The way in which our symptoms are either taken seriously or, more importantly, dismissed, will determine whether or not we relay them to treating medical professionals, going forward.
Is it a good idea though to withhold this information…?
Just because your signs and symptoms don’t fall within the remit of someone else’s, doesn’t mean you should exclude them as important. If it affects your quality of life, then it deserves mentioning. Also, just because others with this condition haven’t experienced it the same as you, doesn’t make them right and you wrong. It’s not a competition after all nor can comparisons be drawn between us.
Remember, same condition, different physiology and anatomy.
Even prolonged episodes of sleeping, something (in my case), which has been written down as stress and being an overtired mother, are disregarded. However, this is something listed in the signs and symptoms to look out for, when there’s a complication. One could argue the point and ask, according to whom? But, having experienced the listed signs and symptoms one too many times, I can easily sway in favour of erring on the side of caution.
Even waking up during the early hours of the morning…an annoyance which leaves me without energy to face the day. A headache of note at the end of it and a body screaming for rest…
Disregarding it, is a luxury afforded to those who are not personally affected by this condition. They get to ignore it, they get to overlook it, they get to brush it aside as a one-off occurrence and something explained by other life forces.

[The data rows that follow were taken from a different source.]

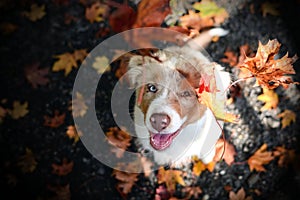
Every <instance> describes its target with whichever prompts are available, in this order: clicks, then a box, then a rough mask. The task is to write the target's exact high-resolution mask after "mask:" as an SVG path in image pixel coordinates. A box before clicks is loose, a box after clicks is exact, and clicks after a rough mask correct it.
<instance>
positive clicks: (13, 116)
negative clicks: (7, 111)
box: [8, 101, 29, 119]
mask: <svg viewBox="0 0 300 200" xmlns="http://www.w3.org/2000/svg"><path fill="white" fill-rule="evenodd" d="M27 107H28V102H27V101H25V102H24V103H23V104H21V103H20V102H19V101H14V102H13V109H12V110H8V113H9V114H10V116H11V117H12V118H13V119H19V118H21V117H24V116H25V115H27V113H28V112H29V110H28V109H27Z"/></svg>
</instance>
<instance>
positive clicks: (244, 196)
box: [229, 188, 252, 200]
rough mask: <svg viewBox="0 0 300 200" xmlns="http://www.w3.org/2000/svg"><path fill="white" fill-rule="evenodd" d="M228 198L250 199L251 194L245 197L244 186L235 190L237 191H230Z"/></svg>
mask: <svg viewBox="0 0 300 200" xmlns="http://www.w3.org/2000/svg"><path fill="white" fill-rule="evenodd" d="M229 200H252V197H251V196H247V197H246V193H245V190H244V188H241V189H239V191H237V193H234V192H233V191H230V192H229Z"/></svg>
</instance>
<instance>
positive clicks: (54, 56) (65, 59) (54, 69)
mask: <svg viewBox="0 0 300 200" xmlns="http://www.w3.org/2000/svg"><path fill="white" fill-rule="evenodd" d="M87 54H88V53H87V51H86V49H80V50H75V51H74V52H73V53H69V52H67V53H63V54H60V55H56V56H54V57H55V58H58V59H59V60H58V61H56V62H55V63H54V65H53V67H52V71H54V72H57V71H61V70H64V71H65V76H67V75H68V74H69V73H70V72H71V70H72V68H73V67H75V68H77V67H78V64H77V62H78V61H79V62H82V61H83V60H84V58H85V57H86V56H87Z"/></svg>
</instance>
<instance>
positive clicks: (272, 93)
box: [257, 88, 279, 111]
mask: <svg viewBox="0 0 300 200" xmlns="http://www.w3.org/2000/svg"><path fill="white" fill-rule="evenodd" d="M257 100H259V101H263V102H265V105H264V106H263V107H262V108H261V109H260V110H261V111H264V110H271V109H274V108H276V107H277V105H278V102H279V98H278V95H277V94H276V92H274V90H269V89H267V88H263V94H261V95H259V96H258V97H257Z"/></svg>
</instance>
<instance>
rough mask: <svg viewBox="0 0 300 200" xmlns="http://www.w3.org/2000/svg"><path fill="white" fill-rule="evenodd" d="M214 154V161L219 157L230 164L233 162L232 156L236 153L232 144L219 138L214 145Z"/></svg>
mask: <svg viewBox="0 0 300 200" xmlns="http://www.w3.org/2000/svg"><path fill="white" fill-rule="evenodd" d="M224 145H225V149H224ZM215 147H216V154H215V157H214V161H216V162H218V161H220V160H221V159H224V160H225V162H226V163H227V165H229V166H230V165H231V164H232V163H233V162H234V156H235V155H236V151H235V148H234V146H233V145H232V144H230V143H228V142H227V141H224V140H223V139H219V140H218V141H217V143H216V145H215Z"/></svg>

Oh, how I wish I had that luxury.
Like looking at someone who is financially worry free, wishing you had what they had – money to solve all your problems. Winning the lottery would undoubtedly be something most people dream of. Having Hydrocephalus, leaves me wanting for so many things…not only for myself
I think acknowledging the “triggers” you experience, is important. I would definitely encourage listing them to whomever you consult with. If at the end of it you feel as if you haven’t been taken seriously, take it from someone who has been there one too many times, find someone else. It only takes one person to listen to you and take what you are, or have experienced, to heart and do something about it.
For myself, the “triggers” I’ve experienced and the symptoms they cause are not something to ignore. How can I possibly look myself in the mirror every day and not fight to be heard? It’s hard when the battle you’re fighting seems lost but remember, you are the most important person in your life. The one who deserves recognition for the battle scars you wear.